On a trip to Alaska: the brighter blues and ceding purples of dawn, the calving of ice (like a dynamite blast), the candy twist of fog between the breaks in hills, the lugubrious faces of seals, the fins and tails of whales, the naturalists and crew we won't soon forget, the Great Young Elly P and her brother Owen (oh, my!), the people it was easy to love (grandparents, a pair of brothers, a pair of sisters like sisters to me), and a song that traveled through the green rain of a spruce and hemlock forest, carried forward by blonde cousins.

Gillian and Sarah. Sarah and Gillian.
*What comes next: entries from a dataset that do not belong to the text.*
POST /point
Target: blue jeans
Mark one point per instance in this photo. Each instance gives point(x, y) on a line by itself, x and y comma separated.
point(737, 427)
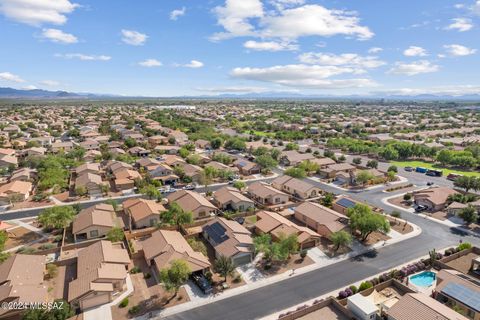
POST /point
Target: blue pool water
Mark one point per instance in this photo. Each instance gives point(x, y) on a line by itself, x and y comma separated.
point(424, 279)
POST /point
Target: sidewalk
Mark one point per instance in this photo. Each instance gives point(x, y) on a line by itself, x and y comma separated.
point(252, 285)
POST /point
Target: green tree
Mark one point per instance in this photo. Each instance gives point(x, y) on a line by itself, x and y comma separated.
point(365, 221)
point(225, 266)
point(468, 214)
point(175, 276)
point(57, 217)
point(115, 234)
point(340, 238)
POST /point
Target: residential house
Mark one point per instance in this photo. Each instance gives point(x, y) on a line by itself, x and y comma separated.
point(22, 282)
point(95, 222)
point(460, 291)
point(193, 202)
point(101, 275)
point(265, 194)
point(293, 157)
point(277, 225)
point(143, 213)
point(165, 246)
point(15, 191)
point(231, 199)
point(229, 239)
point(296, 187)
point(434, 198)
point(323, 220)
point(247, 168)
point(421, 306)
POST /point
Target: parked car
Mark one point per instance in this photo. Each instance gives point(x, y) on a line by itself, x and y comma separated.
point(202, 282)
point(420, 208)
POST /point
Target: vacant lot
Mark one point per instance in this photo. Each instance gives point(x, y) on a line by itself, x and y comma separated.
point(430, 165)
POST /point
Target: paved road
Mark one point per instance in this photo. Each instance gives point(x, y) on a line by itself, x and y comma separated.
point(281, 295)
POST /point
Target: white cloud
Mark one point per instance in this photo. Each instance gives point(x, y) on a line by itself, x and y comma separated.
point(37, 12)
point(458, 50)
point(314, 20)
point(234, 18)
point(346, 59)
point(149, 63)
point(177, 13)
point(133, 37)
point(7, 76)
point(460, 24)
point(476, 8)
point(303, 76)
point(375, 50)
point(83, 57)
point(194, 64)
point(414, 68)
point(50, 83)
point(414, 51)
point(270, 46)
point(56, 35)
point(238, 18)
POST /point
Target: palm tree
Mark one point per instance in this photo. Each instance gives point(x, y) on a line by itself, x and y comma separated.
point(225, 266)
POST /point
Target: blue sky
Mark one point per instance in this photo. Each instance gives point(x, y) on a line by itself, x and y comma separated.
point(191, 47)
On our boat, on our trails, in our hearts.

"We want to be in one of your novels," they said to me, at the very end, their two faces glowing beneath glow-golden hair.

"What sort of novel would that be?" I wanted to know, and they laughed (for they were capable of such laughter) and explained:  A story in which big things happened. Unexpected things. Wow-worthy things. Secret powers lost and found. Adventures spinning forward. Not (most definitely not) one of those dreary novels in which description stands in for plot, character, and everything else.

Something has to happen, they said, they repeated.

They were emphatic. They were two smart girls with big, expressive eyes, and they were hopeful, insistent, ready for the next great book, a Sarah and Gillian book, a story about two girls caught in a fabulous whirl, or, perhaps, in one of their sweet-soprano songs (He sat by her window and smoked his cigar... He told her he loved her, but my how he lied... They were to get married but somehow she died... The tombstone fell over and squish-squash he died... The moral of this story is don't smoke cigars, don't smoke cigar ar ar ars.)

"You can even make me evil," Sarah offered, intuiting, perhaps, that my imagination might not be big enough, my skills not sufficiently wide ranging, my details too soggy for their high-adventure taste.

"Make you evil?" I said. "Impossible."

She laughed her Sarah laugh. Gilly laughed her cousin laugh. These two girls with adventure tastes offering everything they felt a writer might need—inspiration, encouragement, latitude.

Make something happen, they said.

Write the story, they said.

Put us in the heart of it.

They are out there now, and they are waiting. But if, someday, you see a story of mine with a Sarah and Gillian twist, you'll know this: I will have captured only a fraction of the gold that each of these cousins is.